Table of Contents
Context: The Reserve Bank of India published the Report of the Internal Working Group to Review the Liquidity Management Framework—an analysis of how India’s central bank conducts and fine-tunes liquidity operations.
RBI’s Liquidity Management Framework (LMF)
The Liquidity Management Framework (LMF) is the RBI’s toolkit for regulating cash/liquidity in the banking system. It helps steer short-term interest rates and ensures the smooth transmission of monetary policy.
Core Mechanism
- Relies on the Liquidity Adjustment Facility (LAF) – using repo (inject liquidity) and reverse repo (absorb liquidity).

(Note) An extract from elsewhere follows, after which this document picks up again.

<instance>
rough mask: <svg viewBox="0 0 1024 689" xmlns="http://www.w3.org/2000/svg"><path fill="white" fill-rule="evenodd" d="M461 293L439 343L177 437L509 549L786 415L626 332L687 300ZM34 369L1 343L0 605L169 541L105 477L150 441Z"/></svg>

- Operates within a corridor system where the policy repo rate is the midpoint.
- The Weighted Average Call Rate (WACR) is the key operating target.
Other Tools in LMF
- Open Market Operations (OMO)
- Cash Reserve Ratio (CRR)
- Statutory Liquidity Ratio (SLR)
- Used for longer-term and structural liquidity adjustments.
RBI’s Recent Recommendations on LMF (IWG Report, 2025)
WACR as Operating Target
- Continue using overnight WACR as the operating target.
- Reason: Strong correlation with other overnight market rates → ensures effective transmission of policy signals.
Discontinue 14-Day VRR/VRRR as Primary Tool
- Replace with 7-day repo/reverse repo operations and other tools (overnight to 14 days).
- Reason: Banks show lower participation in 14-day auctions; shorter-tenor operations are more effective and less disruptive.
Advance Notice for Liquidity Operations
- RBI should provide at least one day’s notice before repo/reverse repo auctions.
- Exception: Same-day operations may be conducted if liquidity conditions change suddenly.
- Reason: Helps reduce uncertainty and stabilises money market rates.
Maintain Minimum CRR Requirement
- Continue with 90% daily minimum CRR maintenance.
- Reason: Ensures banks maintain adequate reserves and prevents liquidity shortfalls.